Continental, which has invested $300 million into its own manufacturing efforts so that it can build these units, will also provide service to these vehicles as part of its partnership with Aurora.
"Technologies for autonomous mobility present the biggest opportunity to transform driving behavior since the creation of the automobile," Philipp von Hirschheydt, executive board member for the automotive group sector at Continental, said in a statement. "Achieving this milestone puts us on a credible path to deploy easy-to-service autonomous trucking systems that customers demand."
Work for Aurora continues on updating its industrialized fallback system of redundancies that will take over in the event a humanless truck needs to pause or halt operations while on active roadways. Aurora will pursue this work alongside Continental's engineering team.

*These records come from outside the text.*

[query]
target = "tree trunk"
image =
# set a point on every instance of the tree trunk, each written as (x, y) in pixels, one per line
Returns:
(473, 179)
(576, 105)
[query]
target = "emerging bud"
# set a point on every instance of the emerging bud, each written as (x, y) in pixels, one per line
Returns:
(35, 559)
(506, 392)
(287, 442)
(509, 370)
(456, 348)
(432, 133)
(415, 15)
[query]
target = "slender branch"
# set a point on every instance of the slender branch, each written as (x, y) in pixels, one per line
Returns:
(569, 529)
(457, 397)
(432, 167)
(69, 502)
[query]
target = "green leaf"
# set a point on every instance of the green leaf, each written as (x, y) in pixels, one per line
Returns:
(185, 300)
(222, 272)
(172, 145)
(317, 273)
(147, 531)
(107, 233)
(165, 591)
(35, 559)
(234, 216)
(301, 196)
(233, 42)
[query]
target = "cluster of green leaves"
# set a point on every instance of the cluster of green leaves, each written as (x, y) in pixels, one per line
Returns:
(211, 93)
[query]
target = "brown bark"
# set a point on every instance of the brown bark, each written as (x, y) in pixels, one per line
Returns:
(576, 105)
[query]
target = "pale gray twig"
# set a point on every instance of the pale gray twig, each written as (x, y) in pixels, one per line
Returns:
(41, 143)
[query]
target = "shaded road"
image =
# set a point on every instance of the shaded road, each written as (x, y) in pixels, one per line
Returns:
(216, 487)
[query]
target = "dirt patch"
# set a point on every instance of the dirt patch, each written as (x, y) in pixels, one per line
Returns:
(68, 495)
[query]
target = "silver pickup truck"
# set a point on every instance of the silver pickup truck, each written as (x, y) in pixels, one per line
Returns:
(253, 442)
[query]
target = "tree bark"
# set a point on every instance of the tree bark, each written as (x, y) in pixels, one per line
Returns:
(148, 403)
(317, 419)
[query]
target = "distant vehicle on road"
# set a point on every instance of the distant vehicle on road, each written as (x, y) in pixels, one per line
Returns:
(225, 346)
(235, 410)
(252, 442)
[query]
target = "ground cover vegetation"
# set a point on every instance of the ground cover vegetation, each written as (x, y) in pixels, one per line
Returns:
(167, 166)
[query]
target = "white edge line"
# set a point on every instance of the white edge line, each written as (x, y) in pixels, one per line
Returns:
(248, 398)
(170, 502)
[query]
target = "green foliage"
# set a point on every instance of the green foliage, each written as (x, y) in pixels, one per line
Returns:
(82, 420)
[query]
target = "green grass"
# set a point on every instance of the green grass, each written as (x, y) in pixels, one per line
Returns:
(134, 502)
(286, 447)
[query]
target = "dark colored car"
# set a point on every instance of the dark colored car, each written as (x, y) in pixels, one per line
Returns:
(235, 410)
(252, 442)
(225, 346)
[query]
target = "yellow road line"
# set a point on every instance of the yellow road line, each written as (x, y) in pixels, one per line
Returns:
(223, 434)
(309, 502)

"From day one, we knew we’d need to build a strong ecosystem of partners to bring this technology to market safely and at a commercial scale," Chris Urmson, co-founder and CEO of Aurora, said in a prepared statement. "Finalizing the design of our future hardware is a meaningful step toward making the unit economics of the Aurora Driver compelling and building a business for the long-term."
This partnership is separate from and does not affect Aurora's timeline to begin commercial operations of its self-driving technology, which is still on track to begin before the end of 2024, according to Rachel Chibidakis, a spokesperson for Aurora. The company has pushed that timeline back in the past, though it is actively running self-driving trucks along Texas highways as part of its daily testing operations and Chibidakis said removing the driver from the vehicle so it can do this work autonomously is still the plan that's set to occur before the end of the year.
"Our work with Continental creates the foundation for how we will deploy thousands of autonomous trucks and become a profitable company in the years to come," Chibidakis said in an email statement. "You might be asking: why are we thinking about scale when we don't have one driverless truck on the road yet? Again, bringing automotive-grade hardware to market takes years."
Last July, Aurora raised $820 million in new capital that granted the company the ability to sustain operations "well into 2025" and beyond the launch of its autonomous trucking product in late 2024.
"This capital raise represents a tremendous endorsement and the market’s faith in Aurora’s ability to deliver," Urmson said at the time. "Our position continues to strengthen as we execute and build our coalition of partners."
Aurora employs about 1,800 people throughout the country, about 800 of whom report to its Pittsburgh offices on Smallman Street in the Strip District.